Michael Kirsch, M.D. said...

I enjoyed this thoughtful post. I don't see a 'package deal' in the offing. And if one did materialize, and were forced upon us, would it be progress? I suspect that once we opened the package, we might not be celebrating. Let's be careful what we wish for.

Victor Lazaron said...

As you say, America has -for the most part - a market economy. There is a competitive market for talented young people. Nobody has to go into medicine, and when the rewards are significantly reduced you will see some number of talented young people choosing to go into other fields instead of medicine. You get what you pay for.

Anonymous said...

Any tort reform should have to take into account not only the financial status of the primary health care provider, but also the quality of life and financial status of the consumer who was harmed by the neglect of that health care provider who did not refer on to a specialist before the patient reached endstage disease, a disease that most likely could have been treated successfully if caught earlier.

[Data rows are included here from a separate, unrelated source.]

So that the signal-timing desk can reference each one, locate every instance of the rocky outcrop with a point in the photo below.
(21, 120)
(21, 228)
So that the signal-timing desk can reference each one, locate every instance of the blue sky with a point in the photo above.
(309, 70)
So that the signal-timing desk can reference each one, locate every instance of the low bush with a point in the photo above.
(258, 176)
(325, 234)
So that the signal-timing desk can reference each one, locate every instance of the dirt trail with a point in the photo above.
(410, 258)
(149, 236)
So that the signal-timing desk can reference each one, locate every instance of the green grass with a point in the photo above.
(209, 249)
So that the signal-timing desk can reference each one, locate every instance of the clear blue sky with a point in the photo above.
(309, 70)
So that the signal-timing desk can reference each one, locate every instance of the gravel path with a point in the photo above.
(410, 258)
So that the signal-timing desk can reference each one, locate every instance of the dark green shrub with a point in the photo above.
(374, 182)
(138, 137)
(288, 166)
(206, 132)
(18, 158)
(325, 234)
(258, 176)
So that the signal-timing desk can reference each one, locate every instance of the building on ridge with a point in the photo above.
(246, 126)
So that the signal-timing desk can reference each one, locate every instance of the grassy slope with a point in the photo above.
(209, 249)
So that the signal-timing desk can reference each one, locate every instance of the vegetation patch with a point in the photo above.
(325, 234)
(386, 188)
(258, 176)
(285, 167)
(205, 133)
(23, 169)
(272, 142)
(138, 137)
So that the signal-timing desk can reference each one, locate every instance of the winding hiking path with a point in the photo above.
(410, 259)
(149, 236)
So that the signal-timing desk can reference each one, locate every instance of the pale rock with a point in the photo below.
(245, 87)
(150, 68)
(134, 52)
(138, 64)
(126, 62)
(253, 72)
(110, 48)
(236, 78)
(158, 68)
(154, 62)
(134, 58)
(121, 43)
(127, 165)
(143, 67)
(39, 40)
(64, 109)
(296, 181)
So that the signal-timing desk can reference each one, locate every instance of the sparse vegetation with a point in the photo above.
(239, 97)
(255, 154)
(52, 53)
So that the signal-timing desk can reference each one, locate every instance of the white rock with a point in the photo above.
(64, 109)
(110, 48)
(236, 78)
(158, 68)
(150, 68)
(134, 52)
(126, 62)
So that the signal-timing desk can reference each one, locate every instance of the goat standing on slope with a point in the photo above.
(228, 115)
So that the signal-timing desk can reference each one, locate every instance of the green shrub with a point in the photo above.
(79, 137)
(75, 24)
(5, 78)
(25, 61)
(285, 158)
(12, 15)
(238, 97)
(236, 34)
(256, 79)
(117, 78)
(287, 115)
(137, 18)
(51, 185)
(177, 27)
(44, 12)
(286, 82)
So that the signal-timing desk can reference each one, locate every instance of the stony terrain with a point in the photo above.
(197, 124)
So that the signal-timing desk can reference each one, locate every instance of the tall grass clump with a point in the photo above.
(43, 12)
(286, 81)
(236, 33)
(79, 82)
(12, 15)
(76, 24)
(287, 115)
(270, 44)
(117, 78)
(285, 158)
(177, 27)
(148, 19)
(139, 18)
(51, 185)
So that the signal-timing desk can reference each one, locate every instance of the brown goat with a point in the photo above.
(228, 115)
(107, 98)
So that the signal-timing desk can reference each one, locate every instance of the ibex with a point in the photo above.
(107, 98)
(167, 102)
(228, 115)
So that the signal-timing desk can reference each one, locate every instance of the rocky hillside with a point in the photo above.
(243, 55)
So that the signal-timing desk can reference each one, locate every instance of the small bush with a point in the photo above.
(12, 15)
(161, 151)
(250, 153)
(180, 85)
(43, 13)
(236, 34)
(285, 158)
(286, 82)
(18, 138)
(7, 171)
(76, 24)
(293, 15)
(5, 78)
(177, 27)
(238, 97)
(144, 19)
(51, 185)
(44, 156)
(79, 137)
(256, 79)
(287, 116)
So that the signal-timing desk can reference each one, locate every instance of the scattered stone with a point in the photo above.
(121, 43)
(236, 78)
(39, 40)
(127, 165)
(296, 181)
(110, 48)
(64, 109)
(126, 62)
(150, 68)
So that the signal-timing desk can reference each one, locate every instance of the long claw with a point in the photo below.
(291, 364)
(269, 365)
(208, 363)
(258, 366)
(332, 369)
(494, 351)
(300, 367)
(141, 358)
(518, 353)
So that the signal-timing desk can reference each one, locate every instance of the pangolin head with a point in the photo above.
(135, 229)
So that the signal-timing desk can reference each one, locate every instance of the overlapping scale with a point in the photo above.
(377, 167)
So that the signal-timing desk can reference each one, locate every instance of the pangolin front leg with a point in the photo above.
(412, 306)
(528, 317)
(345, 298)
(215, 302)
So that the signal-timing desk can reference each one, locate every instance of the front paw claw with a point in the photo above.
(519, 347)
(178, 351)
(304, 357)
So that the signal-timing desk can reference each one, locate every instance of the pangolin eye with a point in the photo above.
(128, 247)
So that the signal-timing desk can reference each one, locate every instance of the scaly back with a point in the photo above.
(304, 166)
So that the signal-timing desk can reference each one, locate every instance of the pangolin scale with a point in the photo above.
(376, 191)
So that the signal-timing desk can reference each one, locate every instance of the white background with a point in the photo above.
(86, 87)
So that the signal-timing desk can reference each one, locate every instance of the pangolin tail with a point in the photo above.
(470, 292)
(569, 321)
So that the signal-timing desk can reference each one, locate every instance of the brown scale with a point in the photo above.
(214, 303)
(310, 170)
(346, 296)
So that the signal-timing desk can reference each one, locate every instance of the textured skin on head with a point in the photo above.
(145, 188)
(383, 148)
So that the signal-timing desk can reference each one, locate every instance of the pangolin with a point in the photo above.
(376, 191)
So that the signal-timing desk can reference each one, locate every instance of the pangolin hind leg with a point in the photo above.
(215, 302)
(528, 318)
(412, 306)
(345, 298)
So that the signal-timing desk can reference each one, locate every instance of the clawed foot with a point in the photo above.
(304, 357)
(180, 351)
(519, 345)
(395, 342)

Specifically I speak of my husband who was finally referred to a nephrologist in December of 2009 at the bottom of Stage IV Renal Disease at that initial visit, with dialysis looming in the VERY NEAR future. Kidney Disease, the silent disease that is diagnosed through lab results that often are difficult to decipher by the patient. It seems unconscionable to me that the medical professional who read the lab results on a regular basis either could not or would not put the pieces of medical evidence together three or four years ago and tell us that he may have kidney disease... NOT ONE WORD that kidney disease was even a possibility, even when all the symptom signposts pointed that direction. Costs of medical school??!! Compare that to the costs of DIALYSIS. Even if covered by insurance, the co-pays and deductibles are horrendous to someone who earns a fraction of what doctors make. REAL harm is done to REAL people by the negligence of primary care providers. Some harm cannot be corrected or undone. So what type of "package deal" does tort reform hold for us??? And what, exactly, do they teach in med school? How to avoid giving a patient an explanation of the hieroglyphics contained in lab results so the patient remains ignorant until the absolute end? And how to avoid the legal tort traps after they bury their mistakes?? How about having a bit more transparency about a doctor's qualifications, past success rate, and past mistakes? It seems that you owe us that, if you are going to put so much more of the burden of correct medical diagnosis on the shoulders of the patient. I really doubt that you will post this, given that it comes from the "other side of the fence." And yes, we are in the process of consulting with a lawyer, but even that will probably prove to be a mine field for us. Our lives are ruined.